Background Processing
The background processing is implemented using a message queue. The message queue is a simple sqlite database that is used to store the messages and managing state for the background processing. You can find the schema in internal/infrastructure/message_queue/schema.sql.
Storage
The project uses S3 or a local directory to store the audio files. Like a typical layered architecture, the storage in the infrastructure layer is responsible for the actual storage of the data that can be configured in the config.yaml file.
Future Improvements
The current implementation is a simple one and no way near production ready. There are many ways to improve it. Here are some of the improvements that can be made:
- Change the message queue to a more robust solution like Kafka or using something like temporal for better reliability and visibility of the background processing
- Use a more production ready database like PostgreSQL or MySQL
- When converting the audio file, the service is doing IO operations to the local disk first for conversion using ffmpeg. It should be possible that we stream the audio file to the ffmpeg to the response and avoid the local disk IO. Or even better, we can use a cloud native solution like AWS Elastic Transcoder or GCP Transcoding API for the conversion and convert it from the object storage to object storage.

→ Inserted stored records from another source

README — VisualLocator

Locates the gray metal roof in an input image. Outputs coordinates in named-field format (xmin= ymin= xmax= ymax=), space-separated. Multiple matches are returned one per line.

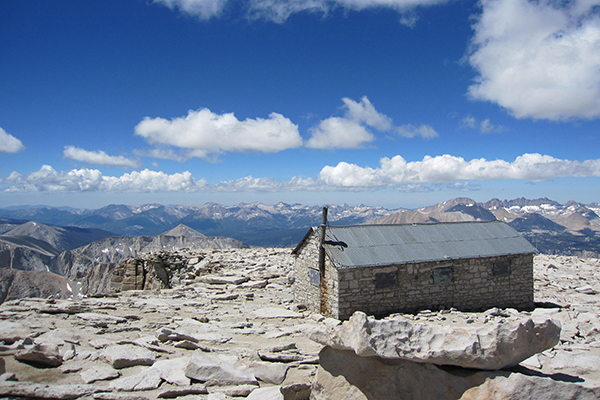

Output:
xmin=310 ymin=221 xmax=536 ymax=268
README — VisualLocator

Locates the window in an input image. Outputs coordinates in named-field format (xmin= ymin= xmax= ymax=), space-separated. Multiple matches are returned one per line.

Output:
xmin=433 ymin=267 xmax=452 ymax=283
xmin=374 ymin=272 xmax=396 ymax=289
xmin=493 ymin=260 xmax=510 ymax=276
xmin=308 ymin=268 xmax=321 ymax=286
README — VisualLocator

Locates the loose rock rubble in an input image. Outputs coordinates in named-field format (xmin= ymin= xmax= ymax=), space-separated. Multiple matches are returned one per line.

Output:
xmin=0 ymin=252 xmax=600 ymax=400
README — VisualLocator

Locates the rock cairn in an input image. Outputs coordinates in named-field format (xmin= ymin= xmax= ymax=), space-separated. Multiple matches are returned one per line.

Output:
xmin=0 ymin=252 xmax=600 ymax=400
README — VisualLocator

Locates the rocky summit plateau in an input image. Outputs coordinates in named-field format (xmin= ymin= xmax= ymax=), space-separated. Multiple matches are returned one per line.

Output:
xmin=0 ymin=248 xmax=600 ymax=400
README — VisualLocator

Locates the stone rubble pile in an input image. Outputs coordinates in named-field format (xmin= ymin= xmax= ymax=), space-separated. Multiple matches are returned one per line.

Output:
xmin=0 ymin=252 xmax=600 ymax=400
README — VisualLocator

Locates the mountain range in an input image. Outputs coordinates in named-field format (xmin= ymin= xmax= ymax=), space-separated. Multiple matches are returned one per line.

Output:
xmin=0 ymin=198 xmax=600 ymax=302
xmin=0 ymin=203 xmax=392 ymax=247
xmin=0 ymin=197 xmax=600 ymax=274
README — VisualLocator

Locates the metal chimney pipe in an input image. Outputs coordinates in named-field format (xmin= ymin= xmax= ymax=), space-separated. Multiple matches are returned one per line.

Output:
xmin=319 ymin=206 xmax=329 ymax=314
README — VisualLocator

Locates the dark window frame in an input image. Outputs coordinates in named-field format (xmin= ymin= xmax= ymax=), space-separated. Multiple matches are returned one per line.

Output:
xmin=431 ymin=265 xmax=454 ymax=285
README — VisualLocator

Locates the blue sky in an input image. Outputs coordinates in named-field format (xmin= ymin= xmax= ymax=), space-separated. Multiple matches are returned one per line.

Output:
xmin=0 ymin=0 xmax=600 ymax=208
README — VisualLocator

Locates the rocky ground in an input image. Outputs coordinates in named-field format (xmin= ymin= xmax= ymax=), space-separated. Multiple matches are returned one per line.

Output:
xmin=0 ymin=248 xmax=600 ymax=400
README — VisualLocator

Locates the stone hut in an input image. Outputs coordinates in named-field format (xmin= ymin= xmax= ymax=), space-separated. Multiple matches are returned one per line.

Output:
xmin=292 ymin=219 xmax=536 ymax=319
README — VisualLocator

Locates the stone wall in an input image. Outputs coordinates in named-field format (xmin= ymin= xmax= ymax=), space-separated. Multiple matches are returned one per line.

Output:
xmin=338 ymin=254 xmax=533 ymax=319
xmin=294 ymin=234 xmax=339 ymax=318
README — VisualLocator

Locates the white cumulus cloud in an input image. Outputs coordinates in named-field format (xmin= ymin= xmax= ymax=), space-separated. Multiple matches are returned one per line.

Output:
xmin=468 ymin=0 xmax=600 ymax=120
xmin=63 ymin=146 xmax=140 ymax=168
xmin=2 ymin=165 xmax=208 ymax=192
xmin=0 ymin=128 xmax=25 ymax=153
xmin=398 ymin=124 xmax=439 ymax=139
xmin=319 ymin=154 xmax=600 ymax=188
xmin=154 ymin=0 xmax=227 ymax=19
xmin=154 ymin=0 xmax=447 ymax=22
xmin=135 ymin=108 xmax=302 ymax=159
xmin=249 ymin=0 xmax=446 ymax=22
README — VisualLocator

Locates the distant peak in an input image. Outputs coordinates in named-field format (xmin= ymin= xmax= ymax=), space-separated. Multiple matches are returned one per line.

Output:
xmin=162 ymin=224 xmax=206 ymax=237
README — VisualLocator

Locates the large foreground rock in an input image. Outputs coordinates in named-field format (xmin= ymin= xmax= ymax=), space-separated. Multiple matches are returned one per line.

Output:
xmin=311 ymin=347 xmax=600 ymax=400
xmin=310 ymin=311 xmax=560 ymax=370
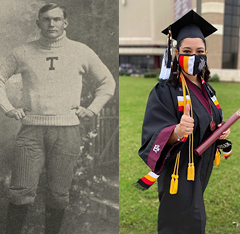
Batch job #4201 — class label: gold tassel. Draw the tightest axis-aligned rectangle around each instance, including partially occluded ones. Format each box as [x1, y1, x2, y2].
[174, 175, 179, 194]
[214, 149, 221, 166]
[169, 174, 175, 194]
[169, 152, 180, 194]
[181, 75, 195, 181]
[187, 163, 195, 181]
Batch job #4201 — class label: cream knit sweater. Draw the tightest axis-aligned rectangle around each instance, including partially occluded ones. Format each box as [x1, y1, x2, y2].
[0, 32, 115, 126]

- Put a modern proxy like Envoy in front of the service for load balancing, caching, monitoring and logging. We can also utilize the new features and protocol of HTTP/3 supported by the proxy for better latency and reliability. Additionally, we can enable compression for more efficient data transfer with the trade-off of increased CPU usage.
- Use CDN for caching the audio file. We can preconvert the audio file to the most popular formats after the upload and cache them in the CDN.
- Add authentication and authorization
- For long term storage, use a more efficient lossless format like Opus or FLAC.
- Separate the Server and the Worker into separate deployment units to avoid the single point of failure and it can be scaled independently.